1 - Sem prejuízo do que se encontra estabelecido em regulamentos europeus e em outros instrumentos internacionais [---] os documentos autênticos passados em país estrangeiro, na conformidade da lei desse país, consideram-se legalizados desde que a assinatura do funcionário público esteja reconhecida por agente diplomático ou consular português no Estado respetivo e a assinatura deste agente esteja autenticada com o selo branco consular respetivo.

2 - Se os documentos particulares lavrados fora de Portugal estiverem legalizados por funcionário público estrangeiro, a legalização carece de valor enquanto se não obtiverem os reconhecimentos exigidos no número anterior”. [...]

É ponto assente que os documentos não se encontram legalizados. Mas, como se explicou de forma clara no Acórdão recorrido, o facto de os documentos não se encontrarem legalizados, nos termos do artigo 440.º do CPC, não significa que eles sejam destituídos de força probatória.

Como também se afirmou no Acórdão recorrido, o facto de as requeridas / ora recorrentes contestarem de forma genérica o valor dos documentos não cria, sem mais, uma situação de fundadas dúvidas quanto à sua autenticidade de forma a que se torne exigível a sua legalização, nem tão-pouco impede o Tribunal de lhes atribuir valor probatório.

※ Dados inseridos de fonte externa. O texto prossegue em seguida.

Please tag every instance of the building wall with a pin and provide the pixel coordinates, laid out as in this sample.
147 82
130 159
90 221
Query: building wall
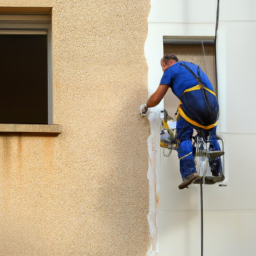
229 217
84 192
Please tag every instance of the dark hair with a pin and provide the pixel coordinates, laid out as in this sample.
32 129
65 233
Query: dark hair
168 57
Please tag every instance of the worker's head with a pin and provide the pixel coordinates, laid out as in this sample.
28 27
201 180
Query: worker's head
168 60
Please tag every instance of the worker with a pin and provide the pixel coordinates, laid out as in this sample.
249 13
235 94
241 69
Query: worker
198 109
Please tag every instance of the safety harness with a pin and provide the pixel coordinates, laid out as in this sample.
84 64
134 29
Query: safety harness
203 89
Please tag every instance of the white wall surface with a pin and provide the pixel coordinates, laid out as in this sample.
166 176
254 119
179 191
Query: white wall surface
230 212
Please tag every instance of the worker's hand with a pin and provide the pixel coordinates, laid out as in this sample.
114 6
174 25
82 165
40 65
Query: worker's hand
143 109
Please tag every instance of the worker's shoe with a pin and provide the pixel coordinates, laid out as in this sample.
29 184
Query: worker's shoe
188 180
213 179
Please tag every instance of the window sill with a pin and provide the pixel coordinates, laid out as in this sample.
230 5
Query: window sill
31 129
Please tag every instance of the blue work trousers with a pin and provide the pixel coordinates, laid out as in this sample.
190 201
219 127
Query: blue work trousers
185 149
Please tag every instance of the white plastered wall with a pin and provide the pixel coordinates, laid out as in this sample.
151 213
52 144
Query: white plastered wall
230 212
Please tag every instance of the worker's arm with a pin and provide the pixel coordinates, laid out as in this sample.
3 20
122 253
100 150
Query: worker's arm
157 96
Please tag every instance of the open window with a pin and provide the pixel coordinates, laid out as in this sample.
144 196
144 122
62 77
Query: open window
25 66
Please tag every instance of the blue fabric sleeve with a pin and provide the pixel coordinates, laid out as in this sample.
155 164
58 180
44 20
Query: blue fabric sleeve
167 77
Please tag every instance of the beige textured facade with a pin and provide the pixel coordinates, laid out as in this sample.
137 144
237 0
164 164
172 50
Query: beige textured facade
85 191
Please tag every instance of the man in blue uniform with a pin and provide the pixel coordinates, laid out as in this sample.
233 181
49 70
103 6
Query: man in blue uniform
198 109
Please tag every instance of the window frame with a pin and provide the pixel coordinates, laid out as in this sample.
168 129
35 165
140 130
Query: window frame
27 26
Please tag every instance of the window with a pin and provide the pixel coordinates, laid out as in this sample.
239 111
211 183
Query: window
25 66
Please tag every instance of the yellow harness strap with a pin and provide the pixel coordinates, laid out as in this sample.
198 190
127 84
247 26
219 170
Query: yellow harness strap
197 87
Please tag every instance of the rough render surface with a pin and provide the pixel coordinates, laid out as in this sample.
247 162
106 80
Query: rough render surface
84 192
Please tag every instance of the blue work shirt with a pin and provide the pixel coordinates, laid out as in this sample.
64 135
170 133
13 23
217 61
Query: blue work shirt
180 79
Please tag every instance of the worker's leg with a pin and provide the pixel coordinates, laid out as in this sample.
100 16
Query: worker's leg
215 163
185 154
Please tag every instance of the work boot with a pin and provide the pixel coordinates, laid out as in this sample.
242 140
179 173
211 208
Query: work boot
188 180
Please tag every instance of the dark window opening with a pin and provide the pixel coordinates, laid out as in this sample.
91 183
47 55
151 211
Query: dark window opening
24 79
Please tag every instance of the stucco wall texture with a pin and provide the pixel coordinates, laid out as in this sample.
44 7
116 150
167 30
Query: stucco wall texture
84 192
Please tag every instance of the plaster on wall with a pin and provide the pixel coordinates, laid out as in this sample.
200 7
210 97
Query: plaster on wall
84 192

A alegada impugnação da genuinidade dos documentos por parte das requeridas, contida nas suas contra-alegações de apelação, residiu, essencialmente, no seguinte:

RRR) (…) nos termos do previsto no número 2, do artigo 444º, do Código de Processo Civil, por se tratarem de documentos particulares e constituir este um momento admissível, as recorridas impugnam os documentos juntos pelo recorrente, na sua alegação, com os números 1 e 2.

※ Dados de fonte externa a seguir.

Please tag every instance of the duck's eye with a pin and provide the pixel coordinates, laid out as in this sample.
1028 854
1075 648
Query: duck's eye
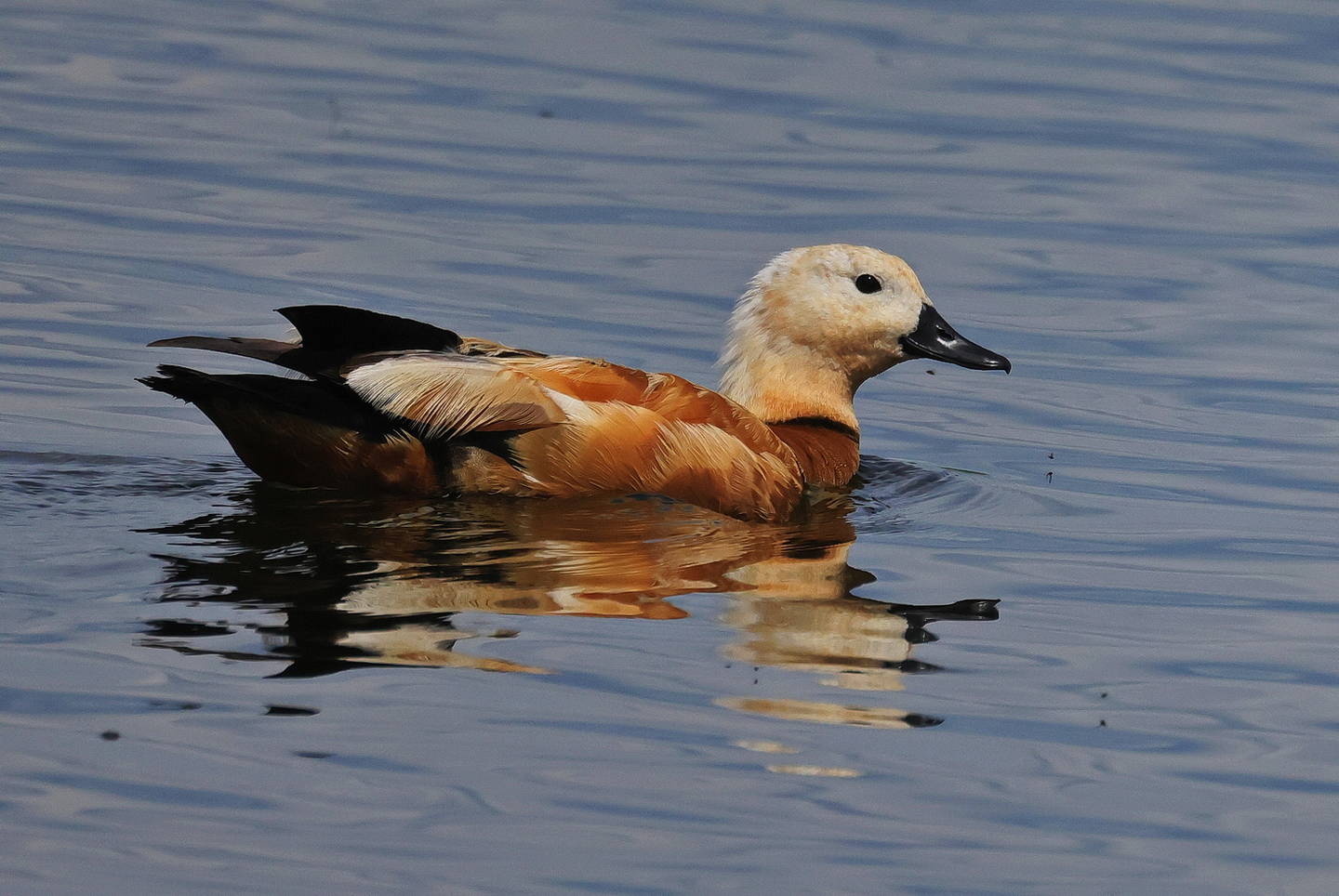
868 283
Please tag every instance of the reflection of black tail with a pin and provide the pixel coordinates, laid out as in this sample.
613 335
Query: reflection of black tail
971 608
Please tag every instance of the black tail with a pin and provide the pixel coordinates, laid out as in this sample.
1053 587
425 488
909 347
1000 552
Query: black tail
313 401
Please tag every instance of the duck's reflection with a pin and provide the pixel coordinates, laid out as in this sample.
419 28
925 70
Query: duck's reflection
385 583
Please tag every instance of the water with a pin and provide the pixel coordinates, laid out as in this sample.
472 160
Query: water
215 685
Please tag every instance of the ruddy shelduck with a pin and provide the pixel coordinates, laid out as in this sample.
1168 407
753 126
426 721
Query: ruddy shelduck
394 404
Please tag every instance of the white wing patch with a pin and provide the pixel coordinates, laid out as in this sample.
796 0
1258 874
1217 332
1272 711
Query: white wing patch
452 394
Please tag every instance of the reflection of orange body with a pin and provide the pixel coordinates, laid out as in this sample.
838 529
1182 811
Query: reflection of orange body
387 580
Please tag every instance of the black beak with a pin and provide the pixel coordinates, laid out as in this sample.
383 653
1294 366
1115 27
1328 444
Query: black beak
935 337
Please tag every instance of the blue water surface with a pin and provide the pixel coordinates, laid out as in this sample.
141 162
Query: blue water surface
1071 631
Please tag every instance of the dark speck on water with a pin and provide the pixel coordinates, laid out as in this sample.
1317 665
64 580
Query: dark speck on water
1133 201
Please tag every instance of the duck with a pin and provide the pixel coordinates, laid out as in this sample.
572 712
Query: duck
391 404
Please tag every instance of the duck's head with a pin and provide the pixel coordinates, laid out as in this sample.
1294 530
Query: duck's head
817 322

SSS) Desta forma, nos termos do previsto no artigo 374º, do Código Civil impugna-se a letra e assinatura dos documentos em questão, e a exatidão da reprodução mecânica daqueles dessa forma apresentados, bem como o teor de todos eles bem como o alcance que se pretende extrair dos seus conteúdos”.

Apesar de nestas alegações se reproduzirem os termos do n.º 1 do artigo 444.º do CPC – ou, porventura, por isso mesmo –, elas não tiveram a virtualidade de criar no Tribunal fundadas dúvidas sobre a autenticidade do documento.

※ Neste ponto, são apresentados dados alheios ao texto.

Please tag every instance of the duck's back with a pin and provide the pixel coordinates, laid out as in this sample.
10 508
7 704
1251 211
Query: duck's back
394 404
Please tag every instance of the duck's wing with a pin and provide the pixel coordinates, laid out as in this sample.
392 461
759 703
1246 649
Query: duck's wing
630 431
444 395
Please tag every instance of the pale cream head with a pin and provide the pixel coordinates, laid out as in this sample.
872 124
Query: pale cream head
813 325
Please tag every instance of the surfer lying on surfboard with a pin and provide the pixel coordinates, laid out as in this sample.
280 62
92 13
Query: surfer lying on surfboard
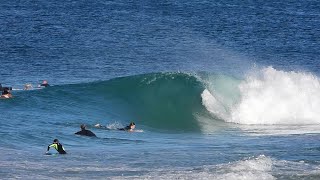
6 93
56 145
130 127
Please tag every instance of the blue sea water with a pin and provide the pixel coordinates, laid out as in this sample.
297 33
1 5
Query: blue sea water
217 89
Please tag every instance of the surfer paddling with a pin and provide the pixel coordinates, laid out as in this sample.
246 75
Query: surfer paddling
57 146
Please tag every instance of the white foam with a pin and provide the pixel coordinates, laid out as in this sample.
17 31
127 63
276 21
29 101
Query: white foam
269 96
278 97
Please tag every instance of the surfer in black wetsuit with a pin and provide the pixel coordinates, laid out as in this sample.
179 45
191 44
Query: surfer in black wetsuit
6 93
130 127
44 84
56 145
85 132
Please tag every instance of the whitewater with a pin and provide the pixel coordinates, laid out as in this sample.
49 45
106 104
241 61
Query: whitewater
218 90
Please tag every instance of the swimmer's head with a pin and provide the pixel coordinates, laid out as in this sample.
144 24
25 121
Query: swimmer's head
132 125
83 126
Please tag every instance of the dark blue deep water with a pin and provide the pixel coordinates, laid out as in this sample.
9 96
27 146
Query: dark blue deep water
217 89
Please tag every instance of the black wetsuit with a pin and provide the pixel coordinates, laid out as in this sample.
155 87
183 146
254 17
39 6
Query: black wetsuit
44 85
127 128
85 132
58 147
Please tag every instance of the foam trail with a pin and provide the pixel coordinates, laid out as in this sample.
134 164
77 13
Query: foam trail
278 97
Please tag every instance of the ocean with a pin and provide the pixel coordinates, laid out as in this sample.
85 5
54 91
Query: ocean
217 89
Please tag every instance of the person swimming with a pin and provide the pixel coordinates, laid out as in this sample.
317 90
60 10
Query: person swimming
44 84
85 132
6 93
57 146
130 127
28 86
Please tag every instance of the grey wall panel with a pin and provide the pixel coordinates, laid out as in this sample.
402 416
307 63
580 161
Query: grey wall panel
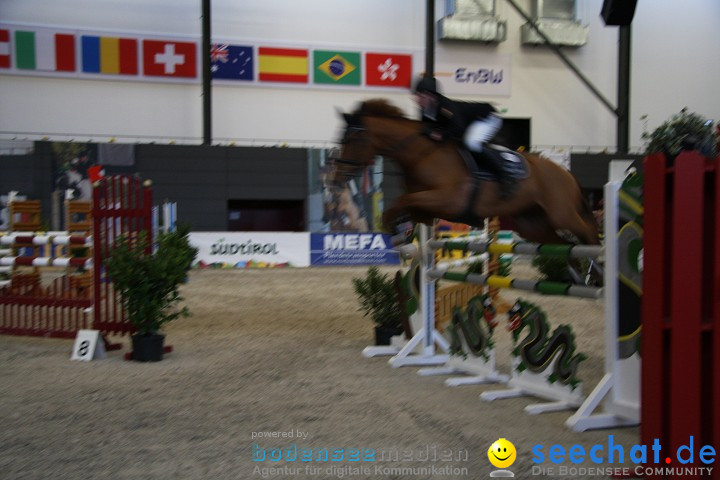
591 170
31 175
202 179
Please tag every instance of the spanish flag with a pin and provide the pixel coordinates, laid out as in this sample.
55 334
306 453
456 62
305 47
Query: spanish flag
283 65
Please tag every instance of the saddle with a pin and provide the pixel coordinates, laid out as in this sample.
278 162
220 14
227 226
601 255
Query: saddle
495 161
502 161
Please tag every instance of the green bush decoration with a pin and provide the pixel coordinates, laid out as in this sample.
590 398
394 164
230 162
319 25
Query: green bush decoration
682 131
149 283
378 298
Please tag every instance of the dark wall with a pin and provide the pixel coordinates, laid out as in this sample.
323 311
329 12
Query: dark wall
591 169
202 180
31 175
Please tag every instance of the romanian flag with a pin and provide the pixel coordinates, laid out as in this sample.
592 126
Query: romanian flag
44 50
109 55
337 67
283 65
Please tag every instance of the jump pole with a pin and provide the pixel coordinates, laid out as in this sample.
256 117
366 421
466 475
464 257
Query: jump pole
618 392
427 336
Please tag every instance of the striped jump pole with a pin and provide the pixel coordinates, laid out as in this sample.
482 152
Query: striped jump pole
45 262
521 248
538 286
46 239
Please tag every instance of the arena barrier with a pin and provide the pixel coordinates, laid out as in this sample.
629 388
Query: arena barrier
681 302
75 300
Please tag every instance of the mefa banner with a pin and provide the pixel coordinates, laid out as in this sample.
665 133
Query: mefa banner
489 76
251 249
352 249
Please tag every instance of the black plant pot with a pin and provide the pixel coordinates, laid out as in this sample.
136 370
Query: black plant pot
384 334
147 348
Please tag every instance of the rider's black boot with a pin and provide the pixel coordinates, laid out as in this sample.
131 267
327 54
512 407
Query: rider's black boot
499 165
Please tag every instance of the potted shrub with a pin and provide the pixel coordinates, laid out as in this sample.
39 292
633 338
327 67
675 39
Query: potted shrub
378 299
683 131
149 285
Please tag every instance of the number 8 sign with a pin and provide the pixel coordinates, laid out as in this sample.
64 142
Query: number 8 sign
88 345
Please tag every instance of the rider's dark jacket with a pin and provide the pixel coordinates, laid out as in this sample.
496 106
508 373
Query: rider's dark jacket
452 117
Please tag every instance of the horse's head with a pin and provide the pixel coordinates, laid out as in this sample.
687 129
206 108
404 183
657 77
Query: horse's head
366 135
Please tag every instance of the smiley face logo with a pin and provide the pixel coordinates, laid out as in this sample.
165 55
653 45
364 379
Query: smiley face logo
502 453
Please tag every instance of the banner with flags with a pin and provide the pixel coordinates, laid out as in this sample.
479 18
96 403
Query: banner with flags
44 50
339 68
388 69
164 58
83 53
287 65
109 55
232 62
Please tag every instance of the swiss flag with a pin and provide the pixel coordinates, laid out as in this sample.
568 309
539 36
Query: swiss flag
388 69
169 59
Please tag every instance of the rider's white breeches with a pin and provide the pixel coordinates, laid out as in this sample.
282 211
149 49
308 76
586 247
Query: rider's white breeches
480 131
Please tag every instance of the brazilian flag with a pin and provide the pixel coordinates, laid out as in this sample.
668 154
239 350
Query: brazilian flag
340 68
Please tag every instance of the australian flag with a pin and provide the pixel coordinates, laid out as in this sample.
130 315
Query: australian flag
232 62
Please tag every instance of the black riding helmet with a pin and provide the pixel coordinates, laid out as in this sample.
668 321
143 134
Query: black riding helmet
426 85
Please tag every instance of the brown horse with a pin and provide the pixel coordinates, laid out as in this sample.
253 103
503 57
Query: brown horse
545 206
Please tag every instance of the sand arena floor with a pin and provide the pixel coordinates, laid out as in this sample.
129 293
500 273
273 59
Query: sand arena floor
270 351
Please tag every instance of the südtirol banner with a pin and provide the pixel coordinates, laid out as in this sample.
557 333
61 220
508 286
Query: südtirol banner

Relativamente ao valor ou significado que o Tribunal recorrido atribui aos documentos, deve recordar-se que, no âmbito da decisão sobre a matéria de facto, vigoram as seguintes regras: quanto aos factos que estão admitidos por acordo, provados por documentos ou por confissão reduzida a escrito, o juiz está sujeito a essa prova vinculada; quanto aos demais factos necessitados de prova, vigora o princípio da livre apreciação do juiz das restantes provas legalmente admissíveis (cfr. artigos 607.º, n.ºs 4 e 5, do CPC), sem prejuízo da relevância dos factos que não carecem de alegação ou de prova (cfr. artigo 412.º do CPC).

Note-se que a prova por documentos sem valor probatório pleno é um dos casos de prova não vinculada, ou seja, sujeita à livre apreciação do juiz. [---]

Significa isto, por outras palavras, que o problema do ónus da prova, no seu segundo momento, se põe apenas quando se verifique falta ou insuficiência de prova.

Sucede que, como se viu, o Tribunal recorrido deu como demonstrada a veracidade do documento, independentemente da prova do requerido.

Chegados aqui, resta concluir que o Tribunal recorrido procedeu à avaliação dos meios de prova sujeitos à sua livre apreciação e decidiu em atenção à prova produzida, na sua globalidade [---].

Segundo o princípio da livre apreciação das provas, “o que torna provado um facto é a íntima convicção do juiz, gerada em face do material probatório trazido ao processo (bem como da conduta processual das partes) e de acordo com a sua experiência de vida e conhecimento dos homens; não a pura e simples observância de certas formas legalmente prescritas. O que decide é a verdade material e não a verdade formal [Cfr. Manuel de Andrade, Noções elementares de processo civil, [Coimbra, Coimbra Editora, 1979,], p. 384.].

A convicção atingida através destes meios de prova pelo Tribunal não é, justificadamente, objecto de sindicância, a não ser quando ocorra a violação de normas legais no que a estas provas respeita, nos termos do artigo 607.º, n.º 5, do CPC, em particular, no caso de recurso de revista, do artigo 674.º, n.º 3, do CPC.

O Supremo Tribunal de Justiça não pode nem deve, assim, intervir neste conspecto."